Rechtspraak
Uitspraakdatum
11-07-2022
ECLI
ECLI:NL:TADRAMS:2022:139
Zaaknummer
22-332/A/A
Inhoudsindicatie
Raadsbeslissing; Gedeeltelijk gegronde klacht over de dienstverlening van de eigen advocaat. Verweerster is ten onrechte afgegaan op het woord van een woordvoerder van klaagster dat zij het dossier mocht sluiten zonder dit bij klaagster zelf na te vragen en dit evenmin schriftelijk aan klaagster te bevestigen. Nu verweerster zelf ook heeft erkend dat dit verkeerd was en zij haar excuses hiervoor heeft aangeboden, volstaat de raad met het opleggen van de maatregel van waarschuwing met kostenveroordeling.
Uitspraak
Beslissing van de Raad van Discipline in het ressort Amsterdam
van 11 juli 2022
in de zaak 22-332/A/A
naar aanleiding van de klacht van:
klaagster
over:
verweerster
1. Verloop van de procedure
1.1 Op 4 januari 2022 heeft klaagster bij de deken van de Orde van Advocaten in het arrondissement Amsterdam (hierna: de deken) een klacht ingediend over verweerster.

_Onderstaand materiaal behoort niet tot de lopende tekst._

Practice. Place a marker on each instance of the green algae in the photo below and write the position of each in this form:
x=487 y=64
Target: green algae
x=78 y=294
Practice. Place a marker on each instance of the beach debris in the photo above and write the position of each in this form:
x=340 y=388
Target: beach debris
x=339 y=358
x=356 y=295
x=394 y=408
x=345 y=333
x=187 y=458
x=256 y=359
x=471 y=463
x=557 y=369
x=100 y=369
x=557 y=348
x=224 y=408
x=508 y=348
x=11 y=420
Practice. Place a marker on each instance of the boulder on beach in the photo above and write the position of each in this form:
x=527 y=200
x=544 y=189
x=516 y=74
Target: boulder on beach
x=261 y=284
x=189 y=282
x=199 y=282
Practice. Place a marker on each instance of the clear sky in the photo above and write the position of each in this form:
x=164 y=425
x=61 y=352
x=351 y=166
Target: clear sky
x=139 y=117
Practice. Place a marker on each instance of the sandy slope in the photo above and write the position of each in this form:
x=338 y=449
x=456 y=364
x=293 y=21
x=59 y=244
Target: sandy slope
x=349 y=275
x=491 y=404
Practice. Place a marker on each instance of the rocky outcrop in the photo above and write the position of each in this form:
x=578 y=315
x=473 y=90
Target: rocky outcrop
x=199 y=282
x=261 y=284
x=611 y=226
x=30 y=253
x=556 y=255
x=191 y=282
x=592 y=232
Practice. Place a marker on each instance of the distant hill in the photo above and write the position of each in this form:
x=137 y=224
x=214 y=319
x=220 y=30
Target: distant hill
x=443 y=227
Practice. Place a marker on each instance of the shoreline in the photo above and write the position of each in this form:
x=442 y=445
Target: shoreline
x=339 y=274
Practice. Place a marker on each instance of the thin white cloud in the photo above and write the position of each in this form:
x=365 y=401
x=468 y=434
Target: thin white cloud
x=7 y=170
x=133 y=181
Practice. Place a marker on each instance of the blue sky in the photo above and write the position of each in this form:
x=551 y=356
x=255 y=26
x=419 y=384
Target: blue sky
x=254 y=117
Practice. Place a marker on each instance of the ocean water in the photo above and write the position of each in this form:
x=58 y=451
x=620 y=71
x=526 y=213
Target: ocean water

1.2 Op 19 april 2022 heeft de raad het klachtdossier met kenmerk 1675200/EJH/YH/AvO van de deken ontvangen.
1.3 De klacht is behandeld op de zitting van de raad van 17 juni 2022. Daarbij waren klaagster en verweerster aanwezig. Van de behandeling is proces-verbaal opgemaakt.
1.4 De raad heeft kennisgenomen van het in 1.2 genoemde klachtdossier en van de op de inventarislijst genoemde bijlagen 1 tot en met 5.
2. FEITEN
2.1 Voor de beoordeling van de klacht gaat de raad, gelet op het klachtdossier en de op de zitting afgelegde verklaringen, uit van de volgende feiten.
2.2 In juni 2015 is klaagster met haar gezin (man en vier kinderen) naar Marokko afgereisd voor, naar zij dacht, een vakantie. De toenmalige echtgenoot van klaagster (hierna: de man) bleek het gezin echter buiten medeweten van klaagster te hebben uitgeschreven uit Nederland om te remigreren naar Marokko. De man was in het bezit van de paspoorten van het gehele gezin.
2.3 Klaagster is met een noodpaspoort en visum zonder kinderen teruggekeerd naar Nederland, waar zij zich in november 2015 weer heeft ingeschreven. Op 3 december 2015 heeft klaagster aangifte gedaan van onttrekking aan het gezag.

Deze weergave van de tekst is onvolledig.